事業者が供託を行う前に倒産すると供託金を受け取ることができなくなるため、時期の確認が必要です。

分譲住宅を購入し、いよいよ入居が決まり、新しい家での新生活が始まりました。
家族全員が、新居に嬉しい気持ちでいっぱいになっていると、入居して間もない頃に、家のどこかで不具合が見つかってしまった……。
たとえば、大雨が降ったら、天井から雨漏りがしてきた、家の柱が傾いてきたなどです。
こんなときは、どうしたらよいのでしょうか。

こんなときも、売主である住宅メーカーや不動産会社などに、家の欠陥や不具合について報告をしましょう。
欠陥については、10年間、無償で補償を受けることができるからです。
なぜなら、住宅の品質確保の促進等に関する法律というものが定められているからです。

この法律は住宅紛争の問題において解決の仕方などを定めている法律なのですが、住宅の柱や土台など構造耐力を占める大切な部分に欠陥があった場合において無償で修繕を受けることができること、つまり、事業者瑕疵担保責任を定めた法律なのです。
ただし、無償で修繕ができるのは、家の土台や基礎工事など、構造上主要な部分だけなので、注意が必要です。

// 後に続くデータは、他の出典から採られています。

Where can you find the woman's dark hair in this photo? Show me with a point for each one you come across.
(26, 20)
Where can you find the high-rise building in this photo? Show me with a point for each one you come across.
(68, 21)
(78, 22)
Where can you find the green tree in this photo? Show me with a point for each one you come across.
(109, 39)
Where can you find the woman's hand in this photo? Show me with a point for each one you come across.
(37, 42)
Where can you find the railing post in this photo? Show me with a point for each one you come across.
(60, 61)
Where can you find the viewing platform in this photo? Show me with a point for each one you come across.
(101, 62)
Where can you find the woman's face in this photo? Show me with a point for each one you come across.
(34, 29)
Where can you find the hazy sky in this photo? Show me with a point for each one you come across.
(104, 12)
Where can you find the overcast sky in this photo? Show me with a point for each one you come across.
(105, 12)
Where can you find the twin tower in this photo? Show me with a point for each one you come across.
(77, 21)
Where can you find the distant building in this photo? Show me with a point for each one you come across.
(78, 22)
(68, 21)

2009年に施行された住宅瑕疵担保履行法では、万が一住宅の構造の基礎に欠陥があった場合、事業者が、無償で修繕を必ず行うようにするために、供託金を法務局に預けるか、国土交通大臣認可の住宅瑕疵担保責任保険に加入するかが定められています。
これによって、10年補償の間に分譲住宅の売主である事業者が倒産した場合においても、事業者が無償で修繕をしてくれることになります。

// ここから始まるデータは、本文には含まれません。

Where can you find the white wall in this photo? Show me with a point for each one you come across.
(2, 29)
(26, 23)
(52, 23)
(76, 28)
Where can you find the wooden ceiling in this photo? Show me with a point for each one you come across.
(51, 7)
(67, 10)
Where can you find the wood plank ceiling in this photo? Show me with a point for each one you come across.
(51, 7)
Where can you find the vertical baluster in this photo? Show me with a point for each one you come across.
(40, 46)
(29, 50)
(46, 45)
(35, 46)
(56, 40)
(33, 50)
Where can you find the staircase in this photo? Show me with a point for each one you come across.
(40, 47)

そこで、分譲住宅を購入されたときには、必ず契約書で確認したいチェックポイントが一つあります。
それは、分譲住宅の売主である事業者が、保険に入っているか、供託に入っているかどうかです。
それは、何故かと言うと、分譲住宅に欠陥があった場合、事業者が保険に入っているか、供託に入っているかで修繕請求手続きの方法が異なるからです。

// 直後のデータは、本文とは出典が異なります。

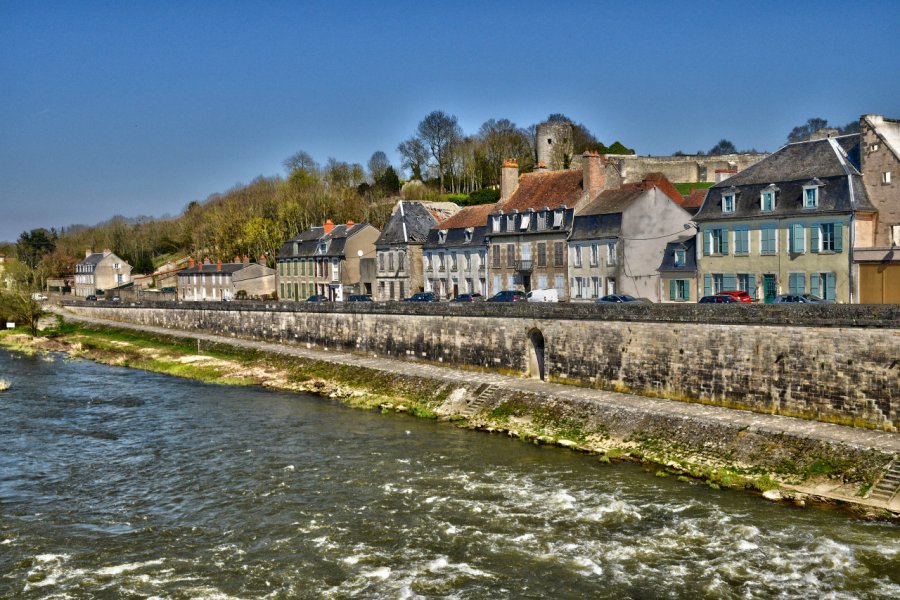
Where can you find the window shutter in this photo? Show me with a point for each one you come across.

まず、事業者が保険に入っている場合について説明をします。
事業者が存続していた場合、事業者自身が保険会社に請求を行い保険金を受け取り、修繕を行います。
万が一、事業者が倒産をした場合、分譲住宅の買主が直接、保険会社に請求をし、保険金を受け取り、そのお金を使って、修繕をするために別の事業者に依頼をすることができます。

次に事業者が供託を行った場合について説明をします。
事業者が倒産していた場合には、申請手続きを国土交通省で行うことになります。
国土交通省で申請手続きをし、国土交通省での確認が取れたら、供託所でお金を請求することになります。
受け取ったお金で欠陥のあった部分を修繕することができます。
ただし、注意すべきなのが、事業者が供託を行う前に倒産してしまうと、供託金を受け取ることができなくなってしまうので、分譲住宅を購入する際には、必ず供託の時期については確認することが必要です。